When I set out to create Tarnished Tale I wanted to keep things simple. I’m a fairly impatient person, and even when I’m chasing quality I try to take the most expedient path. That’s why I used websockets and bcrypt rather than implementing my own communications protocol and cryptography. Well, that and it’s a bad idea to roll your own crypto.

However, this week brought the decision to add an internal protocol to communications between a Tarnished Tale server and its clients. To a certain extent this was always intended. One of the factors that weighted the decision to use websockets was the idea that clients could be user-made and still be used to play (client validation would be implemented at some future date, and most important gameside functions happen serverside). Therefore a bit of protocol was always going to be needed, I just never thought to flesh it out.

A while back, I had been self-deprecating on Twitter about the lulziness of the then-current Test Client, which was literally code lifted from a websockets tutorial and highly deficient, when Amy Colford (github’s own NurbsOtter) suggested she might slap something better together.

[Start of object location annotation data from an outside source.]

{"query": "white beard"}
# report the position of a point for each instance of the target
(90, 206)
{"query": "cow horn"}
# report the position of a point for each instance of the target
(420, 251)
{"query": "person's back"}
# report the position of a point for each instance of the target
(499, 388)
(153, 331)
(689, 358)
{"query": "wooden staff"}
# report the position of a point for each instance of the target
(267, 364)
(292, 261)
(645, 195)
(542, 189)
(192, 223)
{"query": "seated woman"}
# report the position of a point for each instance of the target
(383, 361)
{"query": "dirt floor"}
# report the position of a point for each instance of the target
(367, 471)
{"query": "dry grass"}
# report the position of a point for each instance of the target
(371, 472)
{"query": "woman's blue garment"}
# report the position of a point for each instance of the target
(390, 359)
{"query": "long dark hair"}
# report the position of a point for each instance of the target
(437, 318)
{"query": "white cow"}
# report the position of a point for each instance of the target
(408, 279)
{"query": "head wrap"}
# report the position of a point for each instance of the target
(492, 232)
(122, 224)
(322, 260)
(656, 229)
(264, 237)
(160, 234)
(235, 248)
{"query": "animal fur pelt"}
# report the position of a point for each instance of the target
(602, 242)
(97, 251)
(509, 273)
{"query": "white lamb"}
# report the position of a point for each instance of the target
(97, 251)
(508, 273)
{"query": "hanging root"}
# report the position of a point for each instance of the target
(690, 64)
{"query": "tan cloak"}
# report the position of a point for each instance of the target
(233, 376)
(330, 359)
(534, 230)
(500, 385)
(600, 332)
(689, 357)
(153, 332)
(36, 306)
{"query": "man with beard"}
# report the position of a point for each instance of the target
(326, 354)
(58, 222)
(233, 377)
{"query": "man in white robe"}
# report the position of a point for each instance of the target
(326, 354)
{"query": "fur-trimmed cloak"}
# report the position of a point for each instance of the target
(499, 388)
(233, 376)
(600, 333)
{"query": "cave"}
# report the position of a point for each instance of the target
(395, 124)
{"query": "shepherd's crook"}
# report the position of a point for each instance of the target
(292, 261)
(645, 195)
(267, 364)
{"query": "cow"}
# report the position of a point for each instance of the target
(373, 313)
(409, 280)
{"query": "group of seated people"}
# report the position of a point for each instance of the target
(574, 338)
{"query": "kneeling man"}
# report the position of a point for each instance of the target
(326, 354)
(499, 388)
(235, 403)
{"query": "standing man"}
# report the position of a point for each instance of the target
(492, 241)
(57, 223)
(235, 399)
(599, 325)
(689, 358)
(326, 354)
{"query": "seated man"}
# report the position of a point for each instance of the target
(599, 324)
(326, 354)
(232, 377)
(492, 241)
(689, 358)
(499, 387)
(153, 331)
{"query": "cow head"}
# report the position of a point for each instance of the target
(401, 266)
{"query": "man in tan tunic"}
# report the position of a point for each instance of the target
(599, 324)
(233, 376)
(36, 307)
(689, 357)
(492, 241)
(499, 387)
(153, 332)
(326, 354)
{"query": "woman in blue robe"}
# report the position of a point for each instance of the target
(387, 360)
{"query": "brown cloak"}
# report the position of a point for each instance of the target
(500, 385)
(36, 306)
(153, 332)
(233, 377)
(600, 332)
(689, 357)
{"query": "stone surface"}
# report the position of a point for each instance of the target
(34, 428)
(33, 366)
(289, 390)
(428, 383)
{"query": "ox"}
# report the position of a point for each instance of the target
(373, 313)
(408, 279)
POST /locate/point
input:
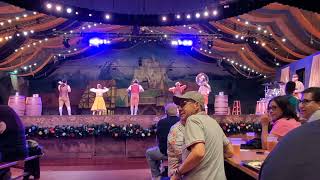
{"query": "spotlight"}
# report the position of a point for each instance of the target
(49, 6)
(215, 12)
(209, 44)
(65, 42)
(164, 18)
(58, 8)
(69, 10)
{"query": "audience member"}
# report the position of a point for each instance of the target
(297, 155)
(205, 143)
(155, 154)
(290, 88)
(12, 138)
(283, 116)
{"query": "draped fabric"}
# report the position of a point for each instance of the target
(314, 80)
(285, 73)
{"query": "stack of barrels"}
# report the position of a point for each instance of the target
(30, 106)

This suggestion tickled me - I’ve never worked collaboratively on a coding project before - so I said “go for it”. Colour me surprised months later when she comes to me again and says not only did she do it, but she smoked the pants right off me with her React skills. Kudos with to anyone with the patience to use JS!

Anyway, we got to talking about the future of the client-server relationship and some of the features we both thought would make a MUD more playable for players of modern games (with surprising overlap of desired features), and the subject of protocolizing the communications came up. I described a ludicrously complex way to do it, and she, rightly, reminded me that JSON exists.

Once pushed, the next update to the server code makes all transmissions JSON objects. This will allow categorization by message type and make simpler some of the weirder requests that previously would have had to be pretty-printed.

It’s also going to simplify the pretty-printing process, at least from the server side, as Nurbs is planning to implement prettyprinting on the client side, based on markdown. Excellent!